The Perils of Rare Events

A review of The Black Swan: The Impact of the Highly Improbable

Why is is that we would be shocked to find someone 55 feet tall, but we routinely hear of people making $5.6 million a year or more and think nothing of it? The former represents an individual only 10 times the average height, while the latter has a salary 100 times the average household income in the US. As Nassim Taleb explains in The Black Swan, these two quantities comes from fundamentally different realms. The first is generated by the natural world, what Taleb refers to as Mediocristan, while the second is a product of the recent technological world created by humans, Extremistan.

For nearly all of human history, we have occupied Mediocristan, where quantities are normally distributed with few values far from the average and no extreme values.
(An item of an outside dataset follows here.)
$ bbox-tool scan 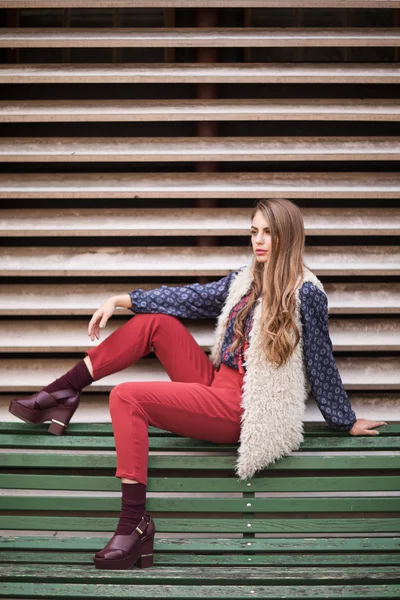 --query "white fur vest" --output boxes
[210,264,324,479]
Almost all phenomenon in nature behave in this manner: there are no animals that live for 10,000 years, no trees miles tall, and no humans that can run 100 miles per hour. It is only in the past century as a result of science and technological advances that we have constructed Extremistan, where outlying values such as Bill Gates’ net worth of $80 billion (about 300,000 times the average American net worth) or books sales of 500 million (the first Harry Potter) are entirely possible. These professions, computer software and creative fields, are examples of jobs that are infinitely scalable, that is, the amount of gain added does not scale linearly with the amount of effort put in. If J.K. Rowling writes a successful book that sells 10,000 copies, she does not have to put in 10 times as much effort to write a book that sells 100,000 copies. She can add another zero to the total sales with a minimal amount of effort. In contrast, traditional professions, such as baking scale linearly. In order for a baker to sell another loaf of bread, he has to bake another loaf and 10 times more sales means making 10 times as many loaves. As Taleb points out, if you want to become very wealthy, choose an infinitely scalable profession rather than a linearly scaling one where you are paid in direct proportion to the amount of hours worked.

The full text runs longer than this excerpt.